Christopher Stigliano said...

Regarding my views on the state of current rock criticism which you say reflects my personally not liking the music these upstarts are writing about...well, I can see your point, but I gotta admit that I liked the writings of various early faves even when they were gonzoing on about groups and recordings I wouldn't think of buying in a million years! Back in the seventies (during the "Golden Age of Rock Criticism") there were tons of those earlier-mentioned fanzine scribes coming at'cha from nowheresville who were writing about groups I adored, but all of them were also writing about acts I couldn't care one whit about. DENIM DELINQUENT used to champion Canadian groups that had little interest to me as well as a lotta British rock that still reminds me of the less-interesting aspects of the old import bins of the day. BACK DOOR MAN used to champ at the bit about people like Billy Squier/Piper and local heavy metal bands that didn't quite have that much-needed oomph!, at least in my horse-blindered (or so some say) opinion. However, I still read the articles and reviews of these groups that both the fanzines and major publications like CREEM published with amazing regularity before it all went down the tubes. Who knows...maybe I'd even learn something by taking the time to read a gonzo-penned hagioreview of some disc I wouldn't usually waste the time reading about had not some writer whose opinion I valued not taken the time to dissect it, or at least look at the cover and write about the goings on inside from there. (And I did learn more than a few things...I remember how Richard Meltzer's comment about Black Oak Arkansas being the only group to come closest to the Velvet Underground on record had me rushing out to buy KEEP THE FAITH!)
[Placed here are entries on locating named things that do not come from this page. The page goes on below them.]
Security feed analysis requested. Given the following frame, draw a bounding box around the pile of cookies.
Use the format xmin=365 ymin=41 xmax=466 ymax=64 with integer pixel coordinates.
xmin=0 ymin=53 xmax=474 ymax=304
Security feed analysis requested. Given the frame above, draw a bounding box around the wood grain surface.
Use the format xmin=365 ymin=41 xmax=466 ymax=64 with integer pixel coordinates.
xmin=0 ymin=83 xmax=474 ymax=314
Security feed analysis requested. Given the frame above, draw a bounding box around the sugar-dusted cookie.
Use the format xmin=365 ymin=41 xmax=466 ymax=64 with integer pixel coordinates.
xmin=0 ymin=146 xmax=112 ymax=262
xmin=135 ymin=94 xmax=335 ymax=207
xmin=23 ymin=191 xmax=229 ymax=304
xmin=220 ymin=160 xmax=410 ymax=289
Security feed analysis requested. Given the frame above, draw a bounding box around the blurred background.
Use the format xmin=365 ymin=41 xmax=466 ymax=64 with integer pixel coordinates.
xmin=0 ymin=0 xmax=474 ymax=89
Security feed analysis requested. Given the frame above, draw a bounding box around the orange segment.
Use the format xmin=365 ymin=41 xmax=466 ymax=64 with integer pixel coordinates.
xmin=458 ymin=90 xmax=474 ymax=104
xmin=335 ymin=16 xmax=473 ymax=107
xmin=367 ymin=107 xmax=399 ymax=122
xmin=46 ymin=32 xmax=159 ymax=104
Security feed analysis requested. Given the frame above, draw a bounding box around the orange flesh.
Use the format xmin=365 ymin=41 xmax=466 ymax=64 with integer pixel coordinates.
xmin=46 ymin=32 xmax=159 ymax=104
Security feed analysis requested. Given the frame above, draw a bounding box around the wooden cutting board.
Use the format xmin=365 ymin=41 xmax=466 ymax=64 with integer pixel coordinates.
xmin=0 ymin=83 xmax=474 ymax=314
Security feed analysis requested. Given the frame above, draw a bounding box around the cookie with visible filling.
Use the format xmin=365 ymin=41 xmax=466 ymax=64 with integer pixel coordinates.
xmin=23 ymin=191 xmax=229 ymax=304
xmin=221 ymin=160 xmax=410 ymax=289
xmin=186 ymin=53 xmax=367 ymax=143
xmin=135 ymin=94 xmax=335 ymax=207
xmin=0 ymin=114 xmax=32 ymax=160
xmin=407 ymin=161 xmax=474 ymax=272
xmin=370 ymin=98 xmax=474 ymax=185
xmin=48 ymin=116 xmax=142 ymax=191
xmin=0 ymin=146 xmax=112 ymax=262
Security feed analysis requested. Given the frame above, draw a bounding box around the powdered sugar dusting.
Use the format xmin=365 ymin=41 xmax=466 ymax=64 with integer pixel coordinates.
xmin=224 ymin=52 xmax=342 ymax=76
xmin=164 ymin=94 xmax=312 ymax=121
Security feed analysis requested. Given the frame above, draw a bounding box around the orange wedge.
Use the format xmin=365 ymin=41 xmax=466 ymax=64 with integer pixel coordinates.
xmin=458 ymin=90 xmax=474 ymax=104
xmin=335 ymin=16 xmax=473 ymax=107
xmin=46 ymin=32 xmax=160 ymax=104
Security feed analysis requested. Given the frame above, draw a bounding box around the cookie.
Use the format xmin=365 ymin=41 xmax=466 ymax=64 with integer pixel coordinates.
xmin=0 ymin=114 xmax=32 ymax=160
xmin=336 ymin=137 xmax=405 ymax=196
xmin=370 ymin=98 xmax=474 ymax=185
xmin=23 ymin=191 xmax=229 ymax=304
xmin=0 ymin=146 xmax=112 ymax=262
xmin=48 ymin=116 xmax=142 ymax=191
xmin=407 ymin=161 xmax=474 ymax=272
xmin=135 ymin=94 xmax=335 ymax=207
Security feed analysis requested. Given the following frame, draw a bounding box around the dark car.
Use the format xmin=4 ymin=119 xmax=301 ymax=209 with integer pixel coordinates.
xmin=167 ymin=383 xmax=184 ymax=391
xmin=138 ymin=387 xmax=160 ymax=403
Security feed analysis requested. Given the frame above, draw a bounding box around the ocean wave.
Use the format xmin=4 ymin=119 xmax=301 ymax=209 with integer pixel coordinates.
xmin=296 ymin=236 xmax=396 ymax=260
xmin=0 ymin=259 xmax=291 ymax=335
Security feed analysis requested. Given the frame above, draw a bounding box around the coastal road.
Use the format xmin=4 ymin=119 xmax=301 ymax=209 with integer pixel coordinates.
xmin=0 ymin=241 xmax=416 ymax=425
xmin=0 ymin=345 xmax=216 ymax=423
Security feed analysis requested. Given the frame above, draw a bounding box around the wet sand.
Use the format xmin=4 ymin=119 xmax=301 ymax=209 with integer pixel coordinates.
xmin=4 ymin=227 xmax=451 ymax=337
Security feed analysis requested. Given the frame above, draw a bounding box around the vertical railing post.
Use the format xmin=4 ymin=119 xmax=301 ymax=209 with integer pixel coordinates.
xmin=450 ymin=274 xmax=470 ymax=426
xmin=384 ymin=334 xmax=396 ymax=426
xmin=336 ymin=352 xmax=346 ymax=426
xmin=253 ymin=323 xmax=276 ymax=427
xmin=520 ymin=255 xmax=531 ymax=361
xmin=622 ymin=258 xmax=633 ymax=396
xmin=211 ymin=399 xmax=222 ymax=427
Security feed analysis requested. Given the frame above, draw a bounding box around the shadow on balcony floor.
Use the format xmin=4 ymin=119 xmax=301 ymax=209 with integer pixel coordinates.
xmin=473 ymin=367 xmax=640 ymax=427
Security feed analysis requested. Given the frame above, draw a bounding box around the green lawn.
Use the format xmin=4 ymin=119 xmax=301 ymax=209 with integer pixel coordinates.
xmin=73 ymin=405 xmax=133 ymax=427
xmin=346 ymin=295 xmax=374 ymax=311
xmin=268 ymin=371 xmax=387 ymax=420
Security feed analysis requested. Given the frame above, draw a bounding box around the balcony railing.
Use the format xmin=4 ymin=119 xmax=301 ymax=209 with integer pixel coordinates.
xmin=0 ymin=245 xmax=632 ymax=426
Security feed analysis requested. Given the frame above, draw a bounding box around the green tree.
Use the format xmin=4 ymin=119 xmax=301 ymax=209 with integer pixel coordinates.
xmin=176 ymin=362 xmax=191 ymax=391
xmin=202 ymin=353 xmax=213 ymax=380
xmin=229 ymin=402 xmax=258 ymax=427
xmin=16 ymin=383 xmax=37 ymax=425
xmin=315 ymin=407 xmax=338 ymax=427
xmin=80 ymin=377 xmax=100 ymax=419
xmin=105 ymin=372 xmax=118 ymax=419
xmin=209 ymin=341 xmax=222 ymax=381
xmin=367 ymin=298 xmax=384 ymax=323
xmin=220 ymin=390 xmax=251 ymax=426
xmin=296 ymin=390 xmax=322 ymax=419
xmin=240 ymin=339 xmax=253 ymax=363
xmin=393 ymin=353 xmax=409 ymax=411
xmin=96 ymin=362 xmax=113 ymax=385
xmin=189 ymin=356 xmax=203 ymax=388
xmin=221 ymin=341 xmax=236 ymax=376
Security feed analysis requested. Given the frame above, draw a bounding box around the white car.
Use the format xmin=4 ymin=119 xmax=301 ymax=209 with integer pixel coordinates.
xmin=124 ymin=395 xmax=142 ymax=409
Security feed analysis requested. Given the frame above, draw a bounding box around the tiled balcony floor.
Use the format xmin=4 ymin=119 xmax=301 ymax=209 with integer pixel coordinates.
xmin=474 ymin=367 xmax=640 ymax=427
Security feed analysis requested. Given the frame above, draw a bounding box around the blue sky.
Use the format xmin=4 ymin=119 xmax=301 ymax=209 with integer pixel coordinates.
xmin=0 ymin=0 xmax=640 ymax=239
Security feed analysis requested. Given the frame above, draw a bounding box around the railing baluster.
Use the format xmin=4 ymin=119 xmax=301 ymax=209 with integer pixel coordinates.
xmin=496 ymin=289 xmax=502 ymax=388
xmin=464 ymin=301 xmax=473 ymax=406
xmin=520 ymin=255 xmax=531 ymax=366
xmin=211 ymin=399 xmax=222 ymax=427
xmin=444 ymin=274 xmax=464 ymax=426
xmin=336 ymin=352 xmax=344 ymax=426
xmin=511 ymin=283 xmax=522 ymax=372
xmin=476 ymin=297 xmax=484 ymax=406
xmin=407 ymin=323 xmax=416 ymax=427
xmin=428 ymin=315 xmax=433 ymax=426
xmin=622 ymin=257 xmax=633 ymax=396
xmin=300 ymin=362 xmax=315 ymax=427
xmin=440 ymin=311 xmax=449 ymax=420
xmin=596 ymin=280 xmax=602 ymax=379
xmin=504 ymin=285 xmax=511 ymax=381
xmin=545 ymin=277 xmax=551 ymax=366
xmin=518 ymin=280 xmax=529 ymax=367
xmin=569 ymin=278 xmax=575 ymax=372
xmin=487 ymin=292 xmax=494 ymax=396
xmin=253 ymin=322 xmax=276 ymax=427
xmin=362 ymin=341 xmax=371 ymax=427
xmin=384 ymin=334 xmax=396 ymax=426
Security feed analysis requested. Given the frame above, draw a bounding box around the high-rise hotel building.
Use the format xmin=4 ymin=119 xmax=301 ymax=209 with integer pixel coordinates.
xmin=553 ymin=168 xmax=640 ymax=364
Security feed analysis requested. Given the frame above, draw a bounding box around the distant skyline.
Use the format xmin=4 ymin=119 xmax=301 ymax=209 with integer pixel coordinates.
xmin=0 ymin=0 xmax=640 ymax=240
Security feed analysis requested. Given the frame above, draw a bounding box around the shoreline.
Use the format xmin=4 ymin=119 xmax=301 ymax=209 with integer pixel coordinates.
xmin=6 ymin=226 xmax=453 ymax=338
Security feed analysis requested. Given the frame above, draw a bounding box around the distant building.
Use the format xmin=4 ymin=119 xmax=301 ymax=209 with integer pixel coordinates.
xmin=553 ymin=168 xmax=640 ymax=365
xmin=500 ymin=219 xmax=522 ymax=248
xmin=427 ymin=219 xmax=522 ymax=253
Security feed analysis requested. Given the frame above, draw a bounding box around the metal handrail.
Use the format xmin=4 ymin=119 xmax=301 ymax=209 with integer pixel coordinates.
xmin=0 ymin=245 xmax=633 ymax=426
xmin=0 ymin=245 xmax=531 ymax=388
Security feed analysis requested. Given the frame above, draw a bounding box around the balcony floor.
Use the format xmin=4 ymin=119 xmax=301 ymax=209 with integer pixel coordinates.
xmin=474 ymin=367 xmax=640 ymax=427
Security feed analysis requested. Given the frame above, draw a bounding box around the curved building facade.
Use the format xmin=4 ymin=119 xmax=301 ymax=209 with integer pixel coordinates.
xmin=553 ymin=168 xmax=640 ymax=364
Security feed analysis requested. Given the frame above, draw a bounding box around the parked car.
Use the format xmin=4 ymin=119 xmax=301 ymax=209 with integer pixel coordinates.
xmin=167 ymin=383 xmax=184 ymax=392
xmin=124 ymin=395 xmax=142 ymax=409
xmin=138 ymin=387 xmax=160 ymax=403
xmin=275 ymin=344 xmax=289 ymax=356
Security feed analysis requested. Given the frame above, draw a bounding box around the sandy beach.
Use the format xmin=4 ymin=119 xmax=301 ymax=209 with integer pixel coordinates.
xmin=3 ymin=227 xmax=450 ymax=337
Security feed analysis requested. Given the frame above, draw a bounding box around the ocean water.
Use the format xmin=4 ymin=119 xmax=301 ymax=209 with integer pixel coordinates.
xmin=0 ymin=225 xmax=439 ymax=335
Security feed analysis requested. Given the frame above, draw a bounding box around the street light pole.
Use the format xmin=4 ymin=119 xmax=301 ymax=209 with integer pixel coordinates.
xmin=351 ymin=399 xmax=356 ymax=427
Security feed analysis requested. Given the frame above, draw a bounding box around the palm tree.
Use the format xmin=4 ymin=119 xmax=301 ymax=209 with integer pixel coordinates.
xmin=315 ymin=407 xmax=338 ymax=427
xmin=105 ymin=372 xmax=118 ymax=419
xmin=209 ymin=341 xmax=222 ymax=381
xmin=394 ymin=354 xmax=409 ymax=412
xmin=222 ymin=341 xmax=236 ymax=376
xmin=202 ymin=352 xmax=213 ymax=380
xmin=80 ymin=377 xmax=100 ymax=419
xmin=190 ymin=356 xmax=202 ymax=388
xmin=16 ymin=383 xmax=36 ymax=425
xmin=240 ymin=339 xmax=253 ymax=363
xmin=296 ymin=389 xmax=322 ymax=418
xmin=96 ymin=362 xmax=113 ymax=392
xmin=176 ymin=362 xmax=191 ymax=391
But as for nowadays, even when some new rock-critiquing nobody of sorts writes about something that I would usually take an interest in (like when some of the "never read 'em before" types at the VOICE rave on about some new act playing at CBGB which I would take an automatic liking to given these totally unknowns have some of the rock credo I tend to crave), it STILL comes off dry and totally lacking in the innate mania that I'm hoping the music these nambies are writing about exudes. I dunno, it seems as if too many people want to be Christgau (or one of his minions, like the totally useless Doug "whaddevah happen 'a him" Simmons) and nobody wants to play the gonz. I saw it coming in 1984, and today my fears have been founded over and over again. And, as I said, even some of the better writers whom I've followed for quite some time (like Saunders and you to an extent) seem stifled in the mileau of the VOICE's chic urban stench. I'll admit that I haven't paid that close attention to Chuck Eddy (he's still calling the shots there, right?) ever since his late-eighties "hip-to-be-square" rankling not only showed himself, but Bangs to an extent, for the charlatans they are/were (not that this is necessarily bad...maybe in Eddy's case it was atrocious), but if anything I'll guess that he has become the new Christgau which isn't anything one should jump up and down about especially in these rockism-deprived times.